After playing a bit with the dashboard, I asked myself how to compare the situation in Europe versus China. I defined that what matter is the probability the someone is carrying the disease. We can express that using the number of infected people per million inhabitants.

We need a new metric that is the following:

Infected Per Million:=[Last In Process]/[Population In Selection]*1000000

We already have Last In Process, but how to obtain Population In Selection?

We will use the SUMX function that sum “row by row” an expression over a table. In our case, the table will be the distinct values of countries. Remember, even for one day, China has many rows (one for each province). The distinct part will deduplicate that.
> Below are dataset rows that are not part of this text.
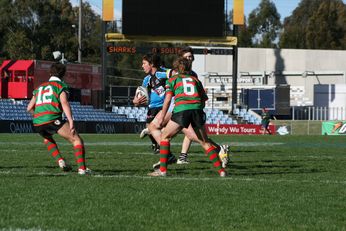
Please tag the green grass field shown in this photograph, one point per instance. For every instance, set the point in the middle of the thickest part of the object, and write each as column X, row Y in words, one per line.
column 274, row 183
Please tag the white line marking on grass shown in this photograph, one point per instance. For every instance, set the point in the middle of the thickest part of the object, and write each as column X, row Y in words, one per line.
column 230, row 178
column 226, row 178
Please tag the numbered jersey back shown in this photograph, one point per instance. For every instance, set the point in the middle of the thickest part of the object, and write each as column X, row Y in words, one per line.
column 48, row 106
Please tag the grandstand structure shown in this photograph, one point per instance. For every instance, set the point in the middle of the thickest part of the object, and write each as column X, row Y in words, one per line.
column 312, row 78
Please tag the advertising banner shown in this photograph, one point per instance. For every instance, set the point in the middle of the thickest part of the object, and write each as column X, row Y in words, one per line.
column 334, row 128
column 11, row 126
column 236, row 129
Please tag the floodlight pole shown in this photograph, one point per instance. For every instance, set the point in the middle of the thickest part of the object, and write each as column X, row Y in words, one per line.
column 235, row 71
column 104, row 62
column 80, row 32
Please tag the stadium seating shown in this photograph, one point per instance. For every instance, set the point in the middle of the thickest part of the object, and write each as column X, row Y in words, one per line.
column 16, row 110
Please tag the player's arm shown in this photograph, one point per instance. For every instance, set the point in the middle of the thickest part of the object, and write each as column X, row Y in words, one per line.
column 139, row 100
column 67, row 109
column 31, row 105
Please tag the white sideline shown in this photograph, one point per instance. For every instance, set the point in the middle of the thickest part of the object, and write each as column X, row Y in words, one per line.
column 230, row 178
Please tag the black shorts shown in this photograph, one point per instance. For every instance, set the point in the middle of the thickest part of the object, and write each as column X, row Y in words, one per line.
column 152, row 112
column 194, row 117
column 47, row 130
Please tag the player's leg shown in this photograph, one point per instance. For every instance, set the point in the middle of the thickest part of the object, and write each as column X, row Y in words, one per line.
column 267, row 129
column 53, row 150
column 197, row 122
column 47, row 131
column 156, row 131
column 170, row 130
column 154, row 145
column 78, row 146
column 190, row 134
column 184, row 151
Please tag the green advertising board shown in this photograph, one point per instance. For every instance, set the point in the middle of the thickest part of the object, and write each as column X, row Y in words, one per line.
column 334, row 128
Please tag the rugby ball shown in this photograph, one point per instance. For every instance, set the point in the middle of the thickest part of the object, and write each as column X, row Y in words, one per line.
column 142, row 91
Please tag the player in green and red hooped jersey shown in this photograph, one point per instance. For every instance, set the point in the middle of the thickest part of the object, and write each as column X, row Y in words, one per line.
column 189, row 103
column 49, row 102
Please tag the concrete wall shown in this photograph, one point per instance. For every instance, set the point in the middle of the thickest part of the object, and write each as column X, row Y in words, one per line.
column 296, row 67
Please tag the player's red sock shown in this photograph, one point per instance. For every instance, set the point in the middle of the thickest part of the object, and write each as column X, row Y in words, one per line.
column 53, row 150
column 164, row 151
column 213, row 156
column 79, row 154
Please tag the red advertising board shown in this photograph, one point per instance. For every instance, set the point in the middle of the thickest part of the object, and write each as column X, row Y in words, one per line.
column 236, row 129
column 80, row 76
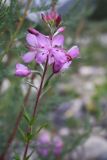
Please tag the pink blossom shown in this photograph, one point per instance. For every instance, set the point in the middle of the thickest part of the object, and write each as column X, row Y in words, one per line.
column 57, row 145
column 70, row 55
column 22, row 70
column 42, row 46
column 52, row 16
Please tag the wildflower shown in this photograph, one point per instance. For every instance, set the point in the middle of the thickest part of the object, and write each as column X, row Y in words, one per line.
column 57, row 145
column 22, row 70
column 41, row 47
column 43, row 143
column 70, row 55
column 51, row 18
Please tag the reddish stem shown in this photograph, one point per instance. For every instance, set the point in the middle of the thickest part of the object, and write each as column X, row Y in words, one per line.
column 19, row 117
column 35, row 107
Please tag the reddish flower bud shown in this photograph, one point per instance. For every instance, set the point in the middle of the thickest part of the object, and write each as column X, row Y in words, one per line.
column 58, row 20
column 51, row 17
column 33, row 31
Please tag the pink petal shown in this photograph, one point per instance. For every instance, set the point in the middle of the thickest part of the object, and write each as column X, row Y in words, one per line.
column 43, row 41
column 60, row 30
column 59, row 55
column 28, row 57
column 20, row 66
column 41, row 57
column 66, row 66
column 57, row 67
column 31, row 40
column 74, row 52
column 58, row 40
column 21, row 70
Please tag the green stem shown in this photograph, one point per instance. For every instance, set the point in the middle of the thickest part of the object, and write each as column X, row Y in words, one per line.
column 35, row 107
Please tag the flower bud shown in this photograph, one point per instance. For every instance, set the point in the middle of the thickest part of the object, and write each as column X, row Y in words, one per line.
column 51, row 18
column 22, row 70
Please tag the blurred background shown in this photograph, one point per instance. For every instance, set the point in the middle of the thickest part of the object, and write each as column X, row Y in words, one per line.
column 74, row 110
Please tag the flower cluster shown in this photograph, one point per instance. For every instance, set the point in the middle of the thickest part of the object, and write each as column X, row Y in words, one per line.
column 43, row 48
column 47, row 143
column 52, row 18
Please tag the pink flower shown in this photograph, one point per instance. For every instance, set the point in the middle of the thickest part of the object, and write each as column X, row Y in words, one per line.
column 43, row 143
column 57, row 145
column 52, row 17
column 22, row 70
column 42, row 46
column 70, row 55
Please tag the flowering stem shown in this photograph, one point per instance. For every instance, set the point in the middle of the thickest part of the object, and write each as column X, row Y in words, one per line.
column 19, row 117
column 35, row 107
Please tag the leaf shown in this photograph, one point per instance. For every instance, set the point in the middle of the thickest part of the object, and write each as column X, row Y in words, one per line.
column 27, row 117
column 22, row 133
column 17, row 157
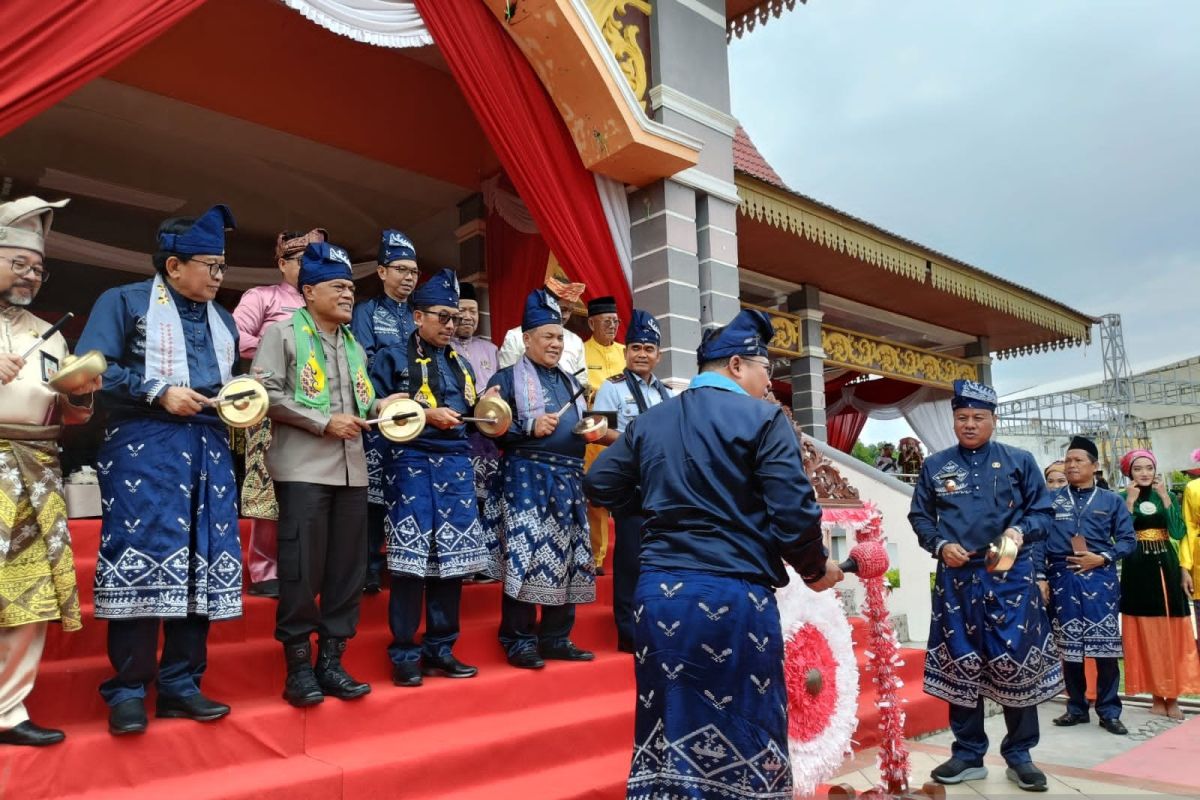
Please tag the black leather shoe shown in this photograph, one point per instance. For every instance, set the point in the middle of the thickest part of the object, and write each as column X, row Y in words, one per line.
column 127, row 716
column 265, row 589
column 407, row 673
column 193, row 707
column 527, row 660
column 1114, row 726
column 31, row 735
column 448, row 667
column 1027, row 776
column 567, row 653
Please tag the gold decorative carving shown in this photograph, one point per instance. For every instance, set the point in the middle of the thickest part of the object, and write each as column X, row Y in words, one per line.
column 622, row 38
column 893, row 360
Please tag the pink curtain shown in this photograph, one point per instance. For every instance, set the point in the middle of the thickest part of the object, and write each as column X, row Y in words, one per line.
column 48, row 48
column 533, row 144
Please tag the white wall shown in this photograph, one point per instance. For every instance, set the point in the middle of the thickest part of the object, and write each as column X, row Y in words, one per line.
column 892, row 498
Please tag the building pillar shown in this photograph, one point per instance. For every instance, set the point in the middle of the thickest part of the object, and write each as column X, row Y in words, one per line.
column 666, row 272
column 808, row 370
column 979, row 354
column 472, row 235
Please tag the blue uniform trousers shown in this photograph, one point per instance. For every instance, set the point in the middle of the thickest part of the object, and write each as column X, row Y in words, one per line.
column 442, row 597
column 971, row 740
column 1108, row 677
column 520, row 630
column 625, row 566
column 132, row 645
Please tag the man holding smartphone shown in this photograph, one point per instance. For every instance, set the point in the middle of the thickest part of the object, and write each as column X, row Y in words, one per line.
column 1092, row 530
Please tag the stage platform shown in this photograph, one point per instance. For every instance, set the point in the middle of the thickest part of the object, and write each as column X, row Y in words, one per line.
column 563, row 733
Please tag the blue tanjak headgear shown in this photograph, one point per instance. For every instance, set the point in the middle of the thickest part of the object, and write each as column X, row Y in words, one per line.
column 971, row 394
column 323, row 262
column 748, row 334
column 541, row 308
column 204, row 238
column 395, row 246
column 442, row 289
column 643, row 329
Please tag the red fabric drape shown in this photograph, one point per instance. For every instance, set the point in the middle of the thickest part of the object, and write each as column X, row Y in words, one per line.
column 515, row 263
column 532, row 140
column 843, row 431
column 48, row 48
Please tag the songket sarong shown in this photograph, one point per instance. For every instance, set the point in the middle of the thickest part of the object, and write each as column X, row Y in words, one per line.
column 990, row 637
column 37, row 581
column 168, row 543
column 539, row 519
column 258, row 491
column 433, row 528
column 1084, row 612
column 712, row 705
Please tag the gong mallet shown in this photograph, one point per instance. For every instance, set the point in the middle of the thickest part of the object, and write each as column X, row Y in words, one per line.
column 49, row 331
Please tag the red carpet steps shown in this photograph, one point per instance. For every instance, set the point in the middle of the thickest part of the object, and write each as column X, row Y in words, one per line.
column 563, row 733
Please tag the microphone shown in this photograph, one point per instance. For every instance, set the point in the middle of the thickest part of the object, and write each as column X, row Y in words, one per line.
column 868, row 560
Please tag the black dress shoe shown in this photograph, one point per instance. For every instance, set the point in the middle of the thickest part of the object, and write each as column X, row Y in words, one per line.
column 567, row 653
column 527, row 660
column 1068, row 720
column 31, row 735
column 193, row 707
column 265, row 589
column 448, row 667
column 127, row 716
column 407, row 673
column 1114, row 726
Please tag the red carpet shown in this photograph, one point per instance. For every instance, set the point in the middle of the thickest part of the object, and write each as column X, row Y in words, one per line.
column 556, row 734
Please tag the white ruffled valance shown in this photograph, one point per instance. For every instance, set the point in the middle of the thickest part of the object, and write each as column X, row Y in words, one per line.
column 383, row 23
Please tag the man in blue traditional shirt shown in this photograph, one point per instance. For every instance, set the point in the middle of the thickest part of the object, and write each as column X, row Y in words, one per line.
column 435, row 537
column 628, row 395
column 379, row 323
column 989, row 635
column 718, row 475
column 169, row 554
column 538, row 512
column 1085, row 590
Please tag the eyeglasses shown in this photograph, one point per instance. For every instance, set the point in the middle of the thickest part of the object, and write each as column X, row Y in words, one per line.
column 21, row 268
column 216, row 269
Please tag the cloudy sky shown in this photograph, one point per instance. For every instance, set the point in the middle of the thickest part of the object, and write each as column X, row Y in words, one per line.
column 1056, row 144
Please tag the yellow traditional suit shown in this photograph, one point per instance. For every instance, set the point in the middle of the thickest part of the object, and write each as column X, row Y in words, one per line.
column 603, row 364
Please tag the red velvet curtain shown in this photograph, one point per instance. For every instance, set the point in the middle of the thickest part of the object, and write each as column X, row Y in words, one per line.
column 516, row 262
column 843, row 431
column 48, row 48
column 534, row 146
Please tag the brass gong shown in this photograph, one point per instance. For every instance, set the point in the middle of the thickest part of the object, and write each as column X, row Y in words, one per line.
column 77, row 371
column 492, row 416
column 401, row 420
column 241, row 403
column 1001, row 554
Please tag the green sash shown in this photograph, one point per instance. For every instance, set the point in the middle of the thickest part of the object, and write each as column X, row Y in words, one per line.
column 312, row 388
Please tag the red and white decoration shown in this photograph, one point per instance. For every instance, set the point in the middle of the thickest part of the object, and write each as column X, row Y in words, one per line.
column 822, row 683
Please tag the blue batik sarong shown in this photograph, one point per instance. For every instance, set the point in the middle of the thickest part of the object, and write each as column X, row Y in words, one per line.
column 712, row 704
column 1084, row 608
column 433, row 528
column 168, row 542
column 990, row 637
column 539, row 519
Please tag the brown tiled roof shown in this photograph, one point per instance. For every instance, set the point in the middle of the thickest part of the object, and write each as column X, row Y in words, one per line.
column 748, row 160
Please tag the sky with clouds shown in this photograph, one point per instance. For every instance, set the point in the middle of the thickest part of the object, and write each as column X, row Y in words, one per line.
column 1056, row 144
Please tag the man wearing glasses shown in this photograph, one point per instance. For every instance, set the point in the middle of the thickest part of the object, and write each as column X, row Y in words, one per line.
column 257, row 310
column 378, row 323
column 605, row 358
column 37, row 581
column 435, row 537
column 169, row 555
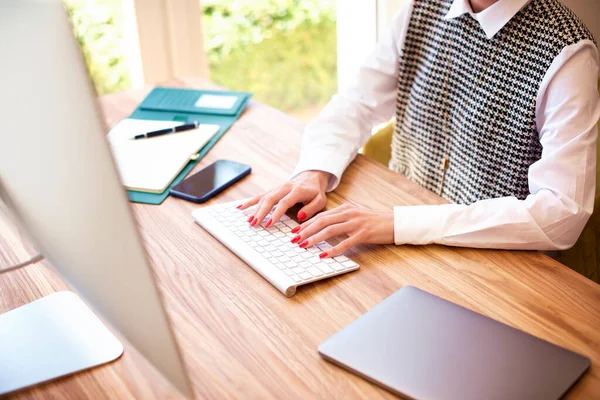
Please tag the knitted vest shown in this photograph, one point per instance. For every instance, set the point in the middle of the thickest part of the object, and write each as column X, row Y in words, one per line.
column 465, row 117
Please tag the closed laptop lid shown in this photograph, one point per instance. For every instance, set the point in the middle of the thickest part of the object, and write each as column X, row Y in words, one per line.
column 418, row 345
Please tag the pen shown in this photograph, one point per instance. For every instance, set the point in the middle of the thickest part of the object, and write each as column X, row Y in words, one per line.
column 180, row 128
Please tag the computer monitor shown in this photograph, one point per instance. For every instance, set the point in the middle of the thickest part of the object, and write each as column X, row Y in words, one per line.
column 59, row 179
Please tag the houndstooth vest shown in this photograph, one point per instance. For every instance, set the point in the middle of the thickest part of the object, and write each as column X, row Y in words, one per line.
column 465, row 117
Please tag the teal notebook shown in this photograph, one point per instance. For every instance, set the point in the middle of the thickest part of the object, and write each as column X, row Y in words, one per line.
column 221, row 108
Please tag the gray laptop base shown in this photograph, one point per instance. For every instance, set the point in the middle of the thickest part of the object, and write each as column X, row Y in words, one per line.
column 420, row 346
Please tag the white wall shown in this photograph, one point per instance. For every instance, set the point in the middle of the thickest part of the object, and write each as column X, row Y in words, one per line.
column 356, row 36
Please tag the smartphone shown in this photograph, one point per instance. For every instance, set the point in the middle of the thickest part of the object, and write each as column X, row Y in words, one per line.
column 210, row 181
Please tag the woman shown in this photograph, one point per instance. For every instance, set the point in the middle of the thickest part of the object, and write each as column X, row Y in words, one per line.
column 496, row 108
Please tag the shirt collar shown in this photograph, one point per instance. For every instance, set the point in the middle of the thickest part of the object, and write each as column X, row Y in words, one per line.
column 493, row 18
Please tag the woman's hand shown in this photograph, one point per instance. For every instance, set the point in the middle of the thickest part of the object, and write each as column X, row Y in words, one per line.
column 307, row 187
column 360, row 224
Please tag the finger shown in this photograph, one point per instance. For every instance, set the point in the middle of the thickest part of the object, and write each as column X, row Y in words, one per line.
column 327, row 213
column 266, row 204
column 330, row 231
column 342, row 247
column 320, row 223
column 249, row 202
column 316, row 205
column 282, row 206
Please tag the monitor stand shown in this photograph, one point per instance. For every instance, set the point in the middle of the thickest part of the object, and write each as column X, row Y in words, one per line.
column 52, row 337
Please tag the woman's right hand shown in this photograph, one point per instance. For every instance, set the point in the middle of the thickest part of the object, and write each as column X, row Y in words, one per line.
column 307, row 188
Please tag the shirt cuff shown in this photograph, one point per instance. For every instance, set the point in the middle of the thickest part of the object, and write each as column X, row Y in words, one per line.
column 418, row 224
column 327, row 162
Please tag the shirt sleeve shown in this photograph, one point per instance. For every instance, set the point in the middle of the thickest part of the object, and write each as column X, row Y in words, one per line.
column 562, row 183
column 330, row 143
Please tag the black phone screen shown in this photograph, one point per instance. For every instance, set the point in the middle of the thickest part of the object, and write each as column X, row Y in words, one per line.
column 211, row 180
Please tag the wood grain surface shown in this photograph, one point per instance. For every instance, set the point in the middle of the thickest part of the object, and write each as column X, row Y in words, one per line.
column 241, row 338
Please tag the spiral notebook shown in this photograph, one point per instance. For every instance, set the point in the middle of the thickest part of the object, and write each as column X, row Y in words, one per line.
column 150, row 165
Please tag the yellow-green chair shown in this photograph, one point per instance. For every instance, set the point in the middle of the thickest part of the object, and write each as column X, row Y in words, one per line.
column 583, row 257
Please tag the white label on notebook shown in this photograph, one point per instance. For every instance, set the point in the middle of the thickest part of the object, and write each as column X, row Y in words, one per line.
column 216, row 101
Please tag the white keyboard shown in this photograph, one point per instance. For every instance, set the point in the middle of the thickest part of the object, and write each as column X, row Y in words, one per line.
column 269, row 250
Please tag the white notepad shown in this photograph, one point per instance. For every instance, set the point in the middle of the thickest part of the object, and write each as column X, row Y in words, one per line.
column 150, row 165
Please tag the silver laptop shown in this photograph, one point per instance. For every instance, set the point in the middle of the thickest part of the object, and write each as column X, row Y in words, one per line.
column 417, row 345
Then, for each country, we will look inside the country table and search the population using the LOOKUPVALUE function.

Population In Selection := SUMX(
DISTINCT('Cases'[Country]);
LOOKUPVALUE('Countries'[Population];
Countries[Country];
'Cases'[Country])
)

Enough of DAX madness for the day. You can congratulate yourself for surviving so far.

I’m always amazed about the insane amount of technologies that Excel hide under the hood. M, DAX, maps, you are only limited by your imagination!